A UK start-up that has declared itself the “Airbnb of luggage” is offering customers the chance to leave their bags at ‘stash points’ at hotels and convenience stores. Continue reading
Company Profile: UK start-up CityStasher sets out to become the ‘Airbnb of luggage’
A UK start-up that has declared itself the “Airbnb of luggage” is offering customers the chance to leave their bags at ‘stash points’ at hotels and convenience stores.
CityStasher was the brainchild of Oxford graduates Anthony Collias, Jacob Wedderburn and Matt Majewski.
The concept was born when Collias used to live near Kings Cross in London and his friends baulked at the “extortionate” price of leaving luggage at a station.
The principle is straightforward. ‘Hosts’, typically hotels, but can be anything from convenience stores to delivery firms’ HQs, are paid to look after bags of guests and CityStasher as the middle man takes the commission.
The start-up claims to offer prices as much as 50% cheaper than most train stations, with 24-hour storage starting from £6 and three hours costing £4.
It currently has just under 100 ‘StashPoints’ in the UK and has opened its first overseas in Amsterdam.
Collias said: “Me and my brother used to live in central London and people always used to ask us if they could leave things at our house.
“It was when we were first toying with the concept when we realised there was a gap I the market for short term luggage.
“For consumers it’s a cheaper option and for hotels it’s an extra revenue stream.”
He said it made sense to use companies that are used to dealing with luggage and have a manned desk as hosts, so hotels were the natural fit.
It turns out a major use point that the firm has found is for hotel guests arriving early while the rise of Airbnb, which Collias said is typically “less accommodating than hotels”, is something they’ve also capitalised on.
He said CityStasher has been “quietly working away” during its soft launch in the last nine months, but is now ready to “make some noise” as partnerships edge towards 100.
So what’s wrong with the traditional firms, like Left Luggage?
Economics graduate Collias says: “They are just crazy expensive [Left Luggage charges £12.50 for 24 hours at Euston] and they are often very busy at all the times you would actually want to use them, like weekends, so you end up queuing.”
London is the key market so far, but StashPoints have emerged in Oxford, Brighton and Cambridge as well as the Dutch capital.

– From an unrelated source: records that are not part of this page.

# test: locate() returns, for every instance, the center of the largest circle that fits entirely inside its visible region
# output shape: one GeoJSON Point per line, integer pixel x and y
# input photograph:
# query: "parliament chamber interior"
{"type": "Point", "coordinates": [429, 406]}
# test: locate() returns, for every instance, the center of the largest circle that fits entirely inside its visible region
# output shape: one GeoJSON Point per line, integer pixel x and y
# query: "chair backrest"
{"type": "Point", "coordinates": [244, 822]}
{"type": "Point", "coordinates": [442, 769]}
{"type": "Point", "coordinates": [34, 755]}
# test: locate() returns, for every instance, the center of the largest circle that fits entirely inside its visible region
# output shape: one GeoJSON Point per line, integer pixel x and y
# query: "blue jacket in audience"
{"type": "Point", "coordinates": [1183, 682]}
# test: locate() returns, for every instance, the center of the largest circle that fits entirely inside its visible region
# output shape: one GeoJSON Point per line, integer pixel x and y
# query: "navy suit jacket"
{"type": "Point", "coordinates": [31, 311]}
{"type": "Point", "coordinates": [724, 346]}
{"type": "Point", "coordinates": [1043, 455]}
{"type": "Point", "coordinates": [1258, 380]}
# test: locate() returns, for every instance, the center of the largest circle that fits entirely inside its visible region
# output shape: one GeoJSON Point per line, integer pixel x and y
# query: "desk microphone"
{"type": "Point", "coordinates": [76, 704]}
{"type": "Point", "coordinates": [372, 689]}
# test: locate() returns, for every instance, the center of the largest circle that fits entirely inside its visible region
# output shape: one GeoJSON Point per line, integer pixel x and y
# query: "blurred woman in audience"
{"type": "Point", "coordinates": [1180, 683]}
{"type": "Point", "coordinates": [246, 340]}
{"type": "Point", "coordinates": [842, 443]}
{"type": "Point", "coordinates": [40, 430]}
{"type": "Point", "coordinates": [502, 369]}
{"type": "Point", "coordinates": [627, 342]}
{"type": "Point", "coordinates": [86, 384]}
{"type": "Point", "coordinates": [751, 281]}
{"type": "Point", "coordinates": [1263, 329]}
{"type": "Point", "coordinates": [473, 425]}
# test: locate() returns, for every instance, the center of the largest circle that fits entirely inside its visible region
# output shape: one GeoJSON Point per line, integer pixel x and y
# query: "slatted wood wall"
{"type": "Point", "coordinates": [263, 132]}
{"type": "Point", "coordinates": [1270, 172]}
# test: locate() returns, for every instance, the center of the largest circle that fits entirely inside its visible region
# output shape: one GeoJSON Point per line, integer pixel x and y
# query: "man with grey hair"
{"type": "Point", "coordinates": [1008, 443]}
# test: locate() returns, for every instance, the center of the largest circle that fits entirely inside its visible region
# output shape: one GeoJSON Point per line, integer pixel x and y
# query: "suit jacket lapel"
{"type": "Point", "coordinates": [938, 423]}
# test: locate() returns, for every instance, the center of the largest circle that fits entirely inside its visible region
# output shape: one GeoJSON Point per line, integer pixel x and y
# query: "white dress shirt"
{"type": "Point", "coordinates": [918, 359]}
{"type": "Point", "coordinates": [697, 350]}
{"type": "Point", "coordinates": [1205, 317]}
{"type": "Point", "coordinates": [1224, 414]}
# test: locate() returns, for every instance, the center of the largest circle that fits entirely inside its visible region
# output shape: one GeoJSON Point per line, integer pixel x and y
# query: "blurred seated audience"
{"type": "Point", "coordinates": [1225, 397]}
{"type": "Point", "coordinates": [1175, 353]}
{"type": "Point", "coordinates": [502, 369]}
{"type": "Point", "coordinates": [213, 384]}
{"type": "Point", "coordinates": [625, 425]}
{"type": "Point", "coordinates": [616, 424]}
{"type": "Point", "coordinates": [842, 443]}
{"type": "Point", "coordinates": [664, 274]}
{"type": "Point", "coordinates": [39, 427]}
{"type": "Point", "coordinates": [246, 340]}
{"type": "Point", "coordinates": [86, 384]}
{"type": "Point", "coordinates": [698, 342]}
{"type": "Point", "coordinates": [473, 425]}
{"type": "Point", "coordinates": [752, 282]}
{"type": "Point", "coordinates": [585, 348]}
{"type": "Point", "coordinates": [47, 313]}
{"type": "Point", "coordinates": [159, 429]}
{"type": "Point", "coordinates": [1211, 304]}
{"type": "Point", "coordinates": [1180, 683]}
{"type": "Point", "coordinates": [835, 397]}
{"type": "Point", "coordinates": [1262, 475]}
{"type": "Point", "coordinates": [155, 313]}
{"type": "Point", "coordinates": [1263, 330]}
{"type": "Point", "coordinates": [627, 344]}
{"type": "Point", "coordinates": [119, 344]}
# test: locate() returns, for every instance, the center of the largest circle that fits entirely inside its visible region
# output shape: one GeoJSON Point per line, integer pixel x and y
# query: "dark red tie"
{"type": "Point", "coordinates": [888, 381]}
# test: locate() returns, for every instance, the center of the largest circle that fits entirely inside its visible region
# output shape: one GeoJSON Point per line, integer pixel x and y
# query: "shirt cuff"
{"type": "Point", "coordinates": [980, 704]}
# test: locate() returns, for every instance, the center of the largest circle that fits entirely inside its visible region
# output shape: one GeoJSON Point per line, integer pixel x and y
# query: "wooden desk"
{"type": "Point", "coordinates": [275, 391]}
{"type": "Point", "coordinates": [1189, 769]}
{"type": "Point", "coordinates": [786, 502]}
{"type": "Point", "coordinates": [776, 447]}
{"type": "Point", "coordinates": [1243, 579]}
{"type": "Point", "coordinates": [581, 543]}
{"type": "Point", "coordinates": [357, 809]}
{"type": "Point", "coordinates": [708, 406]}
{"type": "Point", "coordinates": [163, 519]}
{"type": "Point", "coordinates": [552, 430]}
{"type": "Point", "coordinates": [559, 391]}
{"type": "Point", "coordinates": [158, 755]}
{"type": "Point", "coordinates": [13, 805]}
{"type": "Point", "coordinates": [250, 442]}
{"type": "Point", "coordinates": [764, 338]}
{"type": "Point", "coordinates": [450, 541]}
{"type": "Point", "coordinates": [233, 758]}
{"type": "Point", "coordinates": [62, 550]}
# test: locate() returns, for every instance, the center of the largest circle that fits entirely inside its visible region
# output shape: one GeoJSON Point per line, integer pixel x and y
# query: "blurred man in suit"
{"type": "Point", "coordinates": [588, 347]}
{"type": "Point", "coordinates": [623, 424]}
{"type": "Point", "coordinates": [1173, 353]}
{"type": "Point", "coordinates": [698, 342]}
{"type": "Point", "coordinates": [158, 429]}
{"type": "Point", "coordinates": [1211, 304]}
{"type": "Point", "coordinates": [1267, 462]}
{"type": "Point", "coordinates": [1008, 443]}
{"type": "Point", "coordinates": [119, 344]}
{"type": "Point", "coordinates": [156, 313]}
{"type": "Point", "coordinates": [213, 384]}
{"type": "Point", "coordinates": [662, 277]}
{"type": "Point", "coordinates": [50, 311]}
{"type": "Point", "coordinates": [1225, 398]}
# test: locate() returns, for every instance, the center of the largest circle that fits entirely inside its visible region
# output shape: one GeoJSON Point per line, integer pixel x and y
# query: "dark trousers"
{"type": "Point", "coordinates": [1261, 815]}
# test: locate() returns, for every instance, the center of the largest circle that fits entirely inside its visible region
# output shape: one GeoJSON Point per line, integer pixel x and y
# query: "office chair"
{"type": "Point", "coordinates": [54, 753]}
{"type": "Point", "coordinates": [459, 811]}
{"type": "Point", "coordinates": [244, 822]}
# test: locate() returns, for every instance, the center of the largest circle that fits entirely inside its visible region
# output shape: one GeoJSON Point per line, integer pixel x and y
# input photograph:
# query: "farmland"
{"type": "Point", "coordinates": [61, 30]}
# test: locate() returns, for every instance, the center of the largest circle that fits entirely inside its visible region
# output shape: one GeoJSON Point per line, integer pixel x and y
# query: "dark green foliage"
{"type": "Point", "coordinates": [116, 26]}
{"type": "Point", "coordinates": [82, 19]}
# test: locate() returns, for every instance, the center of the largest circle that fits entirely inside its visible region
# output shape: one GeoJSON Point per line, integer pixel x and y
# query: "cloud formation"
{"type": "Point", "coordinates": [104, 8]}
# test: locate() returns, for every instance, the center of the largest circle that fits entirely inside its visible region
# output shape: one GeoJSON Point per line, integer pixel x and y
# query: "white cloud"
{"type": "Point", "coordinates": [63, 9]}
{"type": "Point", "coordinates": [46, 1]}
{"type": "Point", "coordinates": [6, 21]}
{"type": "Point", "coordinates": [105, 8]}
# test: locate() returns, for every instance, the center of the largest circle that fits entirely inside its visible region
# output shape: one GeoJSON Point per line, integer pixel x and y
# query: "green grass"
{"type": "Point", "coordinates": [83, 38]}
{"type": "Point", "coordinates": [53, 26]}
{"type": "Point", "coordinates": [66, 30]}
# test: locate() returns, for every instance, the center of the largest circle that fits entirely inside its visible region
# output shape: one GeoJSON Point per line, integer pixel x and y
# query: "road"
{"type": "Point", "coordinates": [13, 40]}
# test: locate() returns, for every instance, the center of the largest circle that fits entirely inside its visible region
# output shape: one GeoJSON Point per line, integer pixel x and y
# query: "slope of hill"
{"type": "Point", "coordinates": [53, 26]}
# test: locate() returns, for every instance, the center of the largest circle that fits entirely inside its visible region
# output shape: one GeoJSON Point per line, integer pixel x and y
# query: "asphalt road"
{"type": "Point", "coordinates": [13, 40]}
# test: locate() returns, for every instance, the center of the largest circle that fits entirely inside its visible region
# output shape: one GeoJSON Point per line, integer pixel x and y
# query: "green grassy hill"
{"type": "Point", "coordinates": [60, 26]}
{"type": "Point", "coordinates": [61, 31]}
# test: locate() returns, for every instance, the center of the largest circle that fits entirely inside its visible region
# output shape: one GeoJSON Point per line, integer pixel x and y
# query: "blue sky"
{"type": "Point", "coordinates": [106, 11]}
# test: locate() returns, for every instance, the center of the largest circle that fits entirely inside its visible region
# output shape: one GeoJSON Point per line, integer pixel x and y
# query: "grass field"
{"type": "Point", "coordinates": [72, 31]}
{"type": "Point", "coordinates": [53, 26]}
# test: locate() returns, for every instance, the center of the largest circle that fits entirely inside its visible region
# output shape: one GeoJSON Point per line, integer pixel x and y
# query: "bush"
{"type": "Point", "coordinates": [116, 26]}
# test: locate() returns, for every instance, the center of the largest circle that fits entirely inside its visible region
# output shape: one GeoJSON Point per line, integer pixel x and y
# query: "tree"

Overseas is certainly part of the expansion plans.
“If you read TripAdvisor message boards, it sounds like many existing baggage drops are always full or often faulty,” Collias said. “There’s certainly opportunity to grow.”
And the company is already growing, 25% month-on-month Travolution was told.
The firm is already making “meaningful revenue” and has attracted interest from James Gibson, chief executive of storage giant Big Yellow Group – in a personal capacity – Collias stressed.
CityStasher is in the process of trying to raise a second round of funding, and may consider crowdfunding.
On the trio’s venture into the world of luggage, Collias said: “We all knew that we wanted to follow a less conventional path. We knew that we were interested in start-ups and small business.”
Collias worked in online marketing while Wedderburn and Majewski completed masters degrees – the whole time working up the CityStasher idea.